In the evolving landscape of cloud computing, serverless architectures promise effortless scalability and reduced operational overhead. But beneath the abstraction lies a real challenge: efficiently distributing work across a heterogeneous, distributed runtime without creating bottlenecks or single points of failure.
In my final-year dissertation—later incorporated into the SoCC'24 paper on dynamic multi-tiered load balancing—I tackled this challenge by redesigning the load balancing system for AutoNDP, a funclet-migration runtime built on Faasm.
The Problem
The original AutoNDP runtime relied on:
- A single compute node as the entry point for all invocations.
- Static round-robin balancing between compute nodes.
- Minimal configurability and no real adaptation to workload changes.
This design created clear scaling limits:
- One node acted as a bottleneck and single point of failure.
- The scheduler only redistributed work after a node hit capacity.
- No flexibility for cloud providers to tune or replace policies.
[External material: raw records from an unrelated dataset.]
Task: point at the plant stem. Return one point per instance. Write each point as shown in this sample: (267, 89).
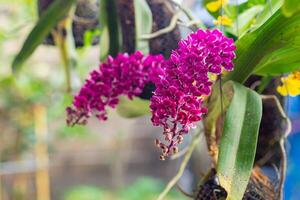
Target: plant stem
(186, 158)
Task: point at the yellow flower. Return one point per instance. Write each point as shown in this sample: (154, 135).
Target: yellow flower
(290, 85)
(223, 20)
(216, 5)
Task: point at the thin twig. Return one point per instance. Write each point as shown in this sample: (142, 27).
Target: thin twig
(190, 23)
(187, 157)
(183, 9)
(162, 31)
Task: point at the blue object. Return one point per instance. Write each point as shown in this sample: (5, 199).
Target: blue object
(292, 184)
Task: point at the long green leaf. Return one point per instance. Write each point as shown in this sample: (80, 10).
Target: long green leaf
(246, 19)
(277, 34)
(290, 7)
(143, 24)
(239, 139)
(110, 38)
(279, 62)
(56, 11)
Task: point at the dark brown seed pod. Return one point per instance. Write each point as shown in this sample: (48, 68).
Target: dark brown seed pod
(211, 189)
(162, 13)
(125, 10)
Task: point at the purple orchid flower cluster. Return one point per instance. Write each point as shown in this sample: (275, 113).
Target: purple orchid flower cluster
(182, 82)
(123, 75)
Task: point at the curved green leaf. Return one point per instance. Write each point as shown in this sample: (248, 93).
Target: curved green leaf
(56, 11)
(239, 139)
(279, 62)
(143, 24)
(133, 108)
(290, 7)
(246, 19)
(277, 34)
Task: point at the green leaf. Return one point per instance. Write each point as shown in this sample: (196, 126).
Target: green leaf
(110, 38)
(239, 139)
(56, 11)
(276, 35)
(143, 24)
(133, 108)
(246, 19)
(290, 7)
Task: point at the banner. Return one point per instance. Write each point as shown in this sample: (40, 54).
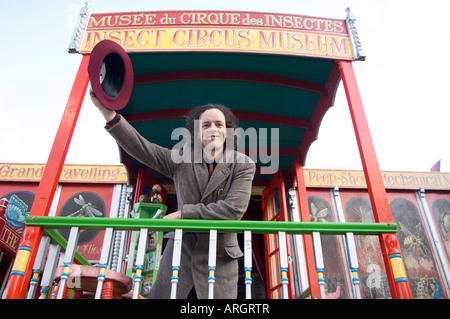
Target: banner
(221, 31)
(70, 173)
(392, 180)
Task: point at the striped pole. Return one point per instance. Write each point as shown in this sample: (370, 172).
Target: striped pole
(142, 244)
(283, 263)
(212, 262)
(176, 258)
(318, 256)
(248, 263)
(68, 259)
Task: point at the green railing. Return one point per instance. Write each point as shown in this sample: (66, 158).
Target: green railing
(222, 226)
(146, 225)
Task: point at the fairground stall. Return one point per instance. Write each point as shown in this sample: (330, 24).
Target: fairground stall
(279, 74)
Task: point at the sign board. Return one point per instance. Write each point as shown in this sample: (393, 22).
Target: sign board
(227, 31)
(70, 173)
(9, 238)
(392, 180)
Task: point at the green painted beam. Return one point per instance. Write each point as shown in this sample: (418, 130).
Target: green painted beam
(222, 226)
(56, 238)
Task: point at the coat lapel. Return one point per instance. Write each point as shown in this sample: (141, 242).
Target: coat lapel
(219, 175)
(201, 176)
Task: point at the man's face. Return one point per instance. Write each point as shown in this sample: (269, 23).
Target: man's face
(213, 130)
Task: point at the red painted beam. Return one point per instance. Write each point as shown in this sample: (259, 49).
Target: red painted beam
(22, 268)
(218, 75)
(324, 103)
(380, 205)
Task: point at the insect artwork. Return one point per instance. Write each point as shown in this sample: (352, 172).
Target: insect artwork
(318, 216)
(86, 210)
(414, 243)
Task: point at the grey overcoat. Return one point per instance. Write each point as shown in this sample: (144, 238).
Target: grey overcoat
(224, 195)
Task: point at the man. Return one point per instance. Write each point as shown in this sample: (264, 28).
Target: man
(217, 187)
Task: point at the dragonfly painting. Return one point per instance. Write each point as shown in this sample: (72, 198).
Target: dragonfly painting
(86, 210)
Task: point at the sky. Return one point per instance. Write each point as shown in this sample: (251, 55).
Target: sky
(403, 83)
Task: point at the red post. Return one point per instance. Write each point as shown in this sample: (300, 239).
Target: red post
(378, 197)
(302, 200)
(23, 264)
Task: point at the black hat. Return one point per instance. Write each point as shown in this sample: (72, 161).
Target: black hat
(111, 74)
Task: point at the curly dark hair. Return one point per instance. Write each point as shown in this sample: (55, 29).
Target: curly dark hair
(194, 114)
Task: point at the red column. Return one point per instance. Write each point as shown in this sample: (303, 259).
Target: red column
(378, 197)
(302, 200)
(22, 268)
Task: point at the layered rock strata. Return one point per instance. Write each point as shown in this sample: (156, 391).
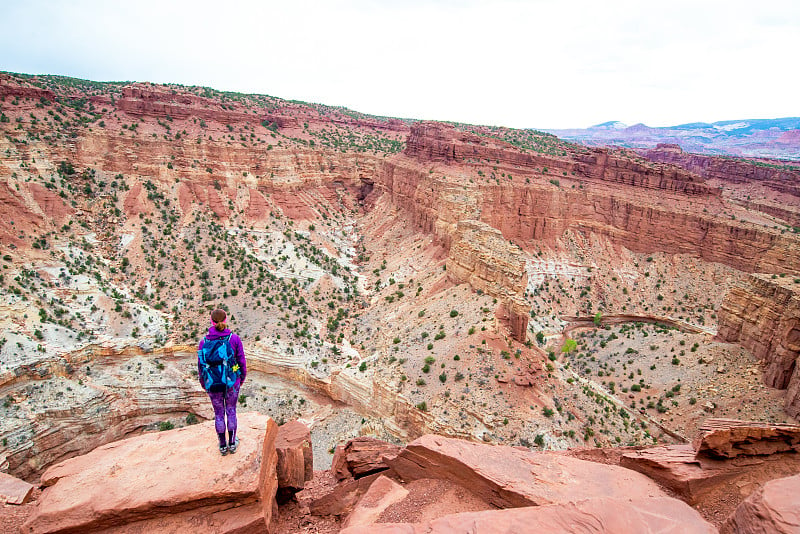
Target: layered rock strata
(616, 206)
(481, 257)
(763, 316)
(781, 178)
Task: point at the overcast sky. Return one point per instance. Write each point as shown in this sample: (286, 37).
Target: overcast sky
(536, 63)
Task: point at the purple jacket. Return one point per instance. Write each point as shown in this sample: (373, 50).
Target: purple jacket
(238, 351)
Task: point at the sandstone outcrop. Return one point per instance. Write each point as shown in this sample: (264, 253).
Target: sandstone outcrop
(775, 508)
(763, 316)
(295, 461)
(14, 490)
(382, 494)
(729, 438)
(143, 479)
(343, 497)
(362, 456)
(508, 477)
(481, 257)
(727, 451)
(616, 206)
(660, 515)
(731, 170)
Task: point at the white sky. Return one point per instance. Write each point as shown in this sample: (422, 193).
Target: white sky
(536, 63)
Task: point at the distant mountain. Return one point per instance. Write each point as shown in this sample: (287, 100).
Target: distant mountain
(761, 138)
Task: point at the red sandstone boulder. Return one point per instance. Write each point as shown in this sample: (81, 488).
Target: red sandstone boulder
(694, 476)
(730, 438)
(14, 490)
(158, 482)
(508, 477)
(295, 457)
(662, 515)
(773, 508)
(362, 456)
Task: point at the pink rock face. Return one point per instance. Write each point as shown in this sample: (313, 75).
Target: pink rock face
(162, 474)
(362, 456)
(773, 508)
(661, 515)
(507, 477)
(14, 490)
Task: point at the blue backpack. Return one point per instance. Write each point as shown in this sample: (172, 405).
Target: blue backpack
(219, 369)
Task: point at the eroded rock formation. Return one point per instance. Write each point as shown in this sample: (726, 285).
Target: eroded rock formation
(481, 257)
(763, 316)
(140, 483)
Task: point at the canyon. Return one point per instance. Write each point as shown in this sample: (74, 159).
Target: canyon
(389, 278)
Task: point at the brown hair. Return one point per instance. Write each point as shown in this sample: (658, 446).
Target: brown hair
(218, 317)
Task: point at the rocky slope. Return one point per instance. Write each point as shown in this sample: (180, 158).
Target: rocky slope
(388, 277)
(434, 484)
(763, 315)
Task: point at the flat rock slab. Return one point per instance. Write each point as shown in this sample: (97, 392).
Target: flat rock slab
(694, 476)
(383, 493)
(729, 438)
(773, 508)
(508, 477)
(678, 468)
(157, 474)
(246, 519)
(14, 490)
(661, 515)
(362, 456)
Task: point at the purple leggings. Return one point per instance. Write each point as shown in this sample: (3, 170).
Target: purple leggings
(224, 403)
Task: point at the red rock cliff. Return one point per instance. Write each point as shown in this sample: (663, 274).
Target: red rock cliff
(763, 316)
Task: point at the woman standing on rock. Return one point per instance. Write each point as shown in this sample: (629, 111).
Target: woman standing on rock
(221, 368)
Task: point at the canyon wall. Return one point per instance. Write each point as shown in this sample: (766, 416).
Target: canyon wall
(481, 257)
(616, 201)
(775, 175)
(763, 316)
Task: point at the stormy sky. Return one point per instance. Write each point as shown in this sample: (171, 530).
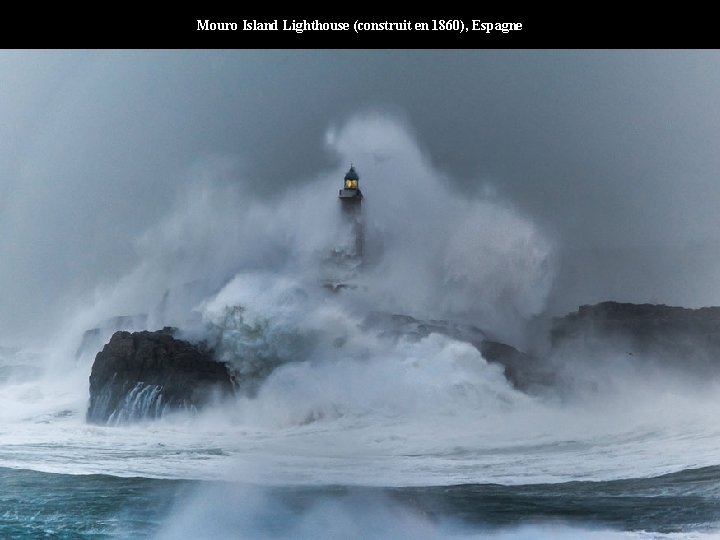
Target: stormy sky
(613, 154)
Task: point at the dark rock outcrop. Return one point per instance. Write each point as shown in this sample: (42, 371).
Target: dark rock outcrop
(146, 374)
(668, 335)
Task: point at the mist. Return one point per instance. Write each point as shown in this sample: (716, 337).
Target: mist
(611, 154)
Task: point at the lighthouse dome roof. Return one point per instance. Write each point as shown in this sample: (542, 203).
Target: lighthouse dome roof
(352, 174)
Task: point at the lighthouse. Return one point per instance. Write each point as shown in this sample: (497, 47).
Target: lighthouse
(351, 205)
(350, 194)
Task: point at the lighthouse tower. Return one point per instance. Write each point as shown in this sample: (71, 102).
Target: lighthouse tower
(351, 203)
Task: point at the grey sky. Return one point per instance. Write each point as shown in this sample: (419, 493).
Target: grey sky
(614, 153)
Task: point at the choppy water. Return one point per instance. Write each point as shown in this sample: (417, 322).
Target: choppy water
(45, 505)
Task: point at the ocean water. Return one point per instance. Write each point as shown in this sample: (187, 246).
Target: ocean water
(48, 505)
(359, 433)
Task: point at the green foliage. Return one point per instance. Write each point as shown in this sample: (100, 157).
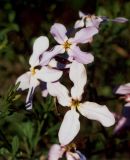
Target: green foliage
(29, 134)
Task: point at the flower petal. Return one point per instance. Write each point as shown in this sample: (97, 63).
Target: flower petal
(33, 84)
(97, 112)
(40, 45)
(47, 74)
(47, 56)
(78, 76)
(79, 23)
(80, 56)
(82, 157)
(69, 127)
(59, 32)
(60, 91)
(72, 156)
(81, 14)
(123, 89)
(55, 152)
(24, 80)
(84, 35)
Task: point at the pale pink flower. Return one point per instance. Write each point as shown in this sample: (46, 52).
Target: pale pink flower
(71, 124)
(70, 45)
(31, 79)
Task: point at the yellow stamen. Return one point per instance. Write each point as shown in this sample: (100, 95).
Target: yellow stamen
(74, 103)
(67, 45)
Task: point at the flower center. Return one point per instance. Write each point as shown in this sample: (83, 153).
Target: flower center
(33, 71)
(127, 98)
(67, 45)
(75, 103)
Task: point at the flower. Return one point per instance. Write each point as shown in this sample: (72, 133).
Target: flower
(124, 90)
(69, 45)
(56, 152)
(88, 21)
(31, 79)
(71, 124)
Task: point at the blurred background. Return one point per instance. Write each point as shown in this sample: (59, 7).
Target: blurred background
(29, 135)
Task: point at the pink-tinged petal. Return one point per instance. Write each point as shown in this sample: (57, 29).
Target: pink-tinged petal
(120, 124)
(97, 112)
(59, 33)
(82, 157)
(93, 22)
(123, 89)
(56, 64)
(33, 84)
(79, 23)
(72, 156)
(81, 14)
(80, 56)
(55, 152)
(47, 56)
(84, 35)
(78, 76)
(69, 127)
(24, 80)
(40, 45)
(47, 74)
(60, 91)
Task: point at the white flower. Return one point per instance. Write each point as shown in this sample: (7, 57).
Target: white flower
(71, 125)
(31, 79)
(70, 45)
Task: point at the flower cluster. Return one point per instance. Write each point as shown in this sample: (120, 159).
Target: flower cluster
(46, 70)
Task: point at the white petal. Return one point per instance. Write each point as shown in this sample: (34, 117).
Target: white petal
(24, 80)
(47, 74)
(69, 127)
(82, 57)
(84, 35)
(72, 156)
(79, 23)
(123, 89)
(47, 56)
(33, 84)
(59, 33)
(60, 91)
(40, 45)
(97, 112)
(55, 152)
(78, 76)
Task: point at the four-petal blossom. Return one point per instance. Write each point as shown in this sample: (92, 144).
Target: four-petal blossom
(70, 45)
(71, 125)
(31, 79)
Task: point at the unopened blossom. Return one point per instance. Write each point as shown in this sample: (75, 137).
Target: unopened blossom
(70, 45)
(125, 91)
(57, 151)
(31, 79)
(88, 21)
(71, 124)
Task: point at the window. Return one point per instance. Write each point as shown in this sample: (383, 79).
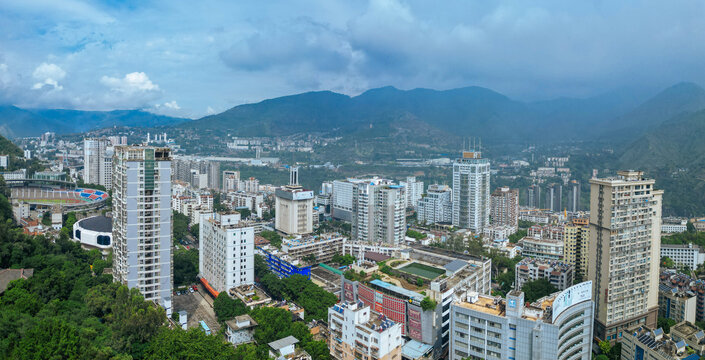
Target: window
(103, 240)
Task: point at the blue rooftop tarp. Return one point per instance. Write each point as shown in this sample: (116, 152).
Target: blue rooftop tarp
(414, 349)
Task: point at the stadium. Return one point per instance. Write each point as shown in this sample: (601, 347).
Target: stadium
(72, 199)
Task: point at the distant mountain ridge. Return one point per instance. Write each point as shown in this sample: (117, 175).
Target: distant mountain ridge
(674, 154)
(17, 122)
(468, 111)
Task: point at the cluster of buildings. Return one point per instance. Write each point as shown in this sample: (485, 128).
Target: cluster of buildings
(191, 202)
(430, 303)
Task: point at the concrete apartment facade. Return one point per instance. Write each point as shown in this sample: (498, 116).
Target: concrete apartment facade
(358, 334)
(625, 229)
(227, 251)
(558, 326)
(142, 246)
(471, 192)
(504, 206)
(294, 207)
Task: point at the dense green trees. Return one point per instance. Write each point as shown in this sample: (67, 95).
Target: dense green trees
(191, 344)
(185, 267)
(67, 311)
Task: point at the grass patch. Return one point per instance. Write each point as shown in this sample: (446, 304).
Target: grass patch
(425, 271)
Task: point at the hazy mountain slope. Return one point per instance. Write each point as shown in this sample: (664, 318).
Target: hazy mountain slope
(674, 154)
(462, 112)
(16, 122)
(678, 99)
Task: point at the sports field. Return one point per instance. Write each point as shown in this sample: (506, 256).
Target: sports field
(428, 272)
My Contribution: Multi-Tiered, Modular Load Balancing
I implemented a three-layer balancing framework designed around three principles: Configurability, Modularity, and Scalability.
1. Invocation Layer Distribution
At the system's entry point, I introduced a configurable dispatcher:
- Replaced the single-node invoker with a round-robin dispatcher across all compute nodes.
- Supported pluggable policies—administrators can select or implement their own by conforming to an
ILoadBalancerStrategy
interface. - State persisted across invocations using Redis, enabling distribution decisions without losing context.
2. Inter-Node Balancing
I refactored Faasm’s tightly coupled scheduler into a policy-driven engine:
- Decoupled scheduling logic from core runtime to support modular policies like
MostSlots
andLeastLoad
. - Integrated a metrics collection module to provide live CPU, RAM, and load average data from each node via
/proc
. - Allowed policies to make real-time, informed balancing decisions.
3. Storage Layer Data Distribution
At the Ceph storage layer:
- Increased placement groups from 1 → 128 for better parallelism.
- Enabled autoscaling and rebalanced data to prevent hot-spotting.
- Extended offloading decisions beyond simple thread availability to include CPU, memory, and load thresholds—fully configurable per deployment.
Why Modularity Matters
By designing the balancer as a set of interchangeable components, AutoNDP now:
- Supports deployment-specific tuning without modifying core code.
- Allows experimentation with new strategies (including future ML-based policies).
- Can scale horizontally without major re-architecture.
Results
Benchmarks showed:
- 3.13× lower median latency for I/O-intensive workloads.
- 10× reduction in latency variance under high concurrency.
- More stable throughput with reduced queuing effects.
While some end-to-end workloads showed the storage offloading bottlenecks still need attention, the architectural flexibility I introduced positions the system for future scaling without major rewrites.
Looking Ahead
The multi-tiered load balancer opens the door to:
- Adaptive policies that evolve with workload patterns.
- Integration with predictive schedulers and demand forecasting.
- Applying the modular approach to other runtime services in distributed FaaS systems.
This work was not just an exercise in squeezing out performance—it was a case study in engineering for flexibility, ensuring that when workloads, hardware, or requirements change, the system can adapt without tearing apart its foundation.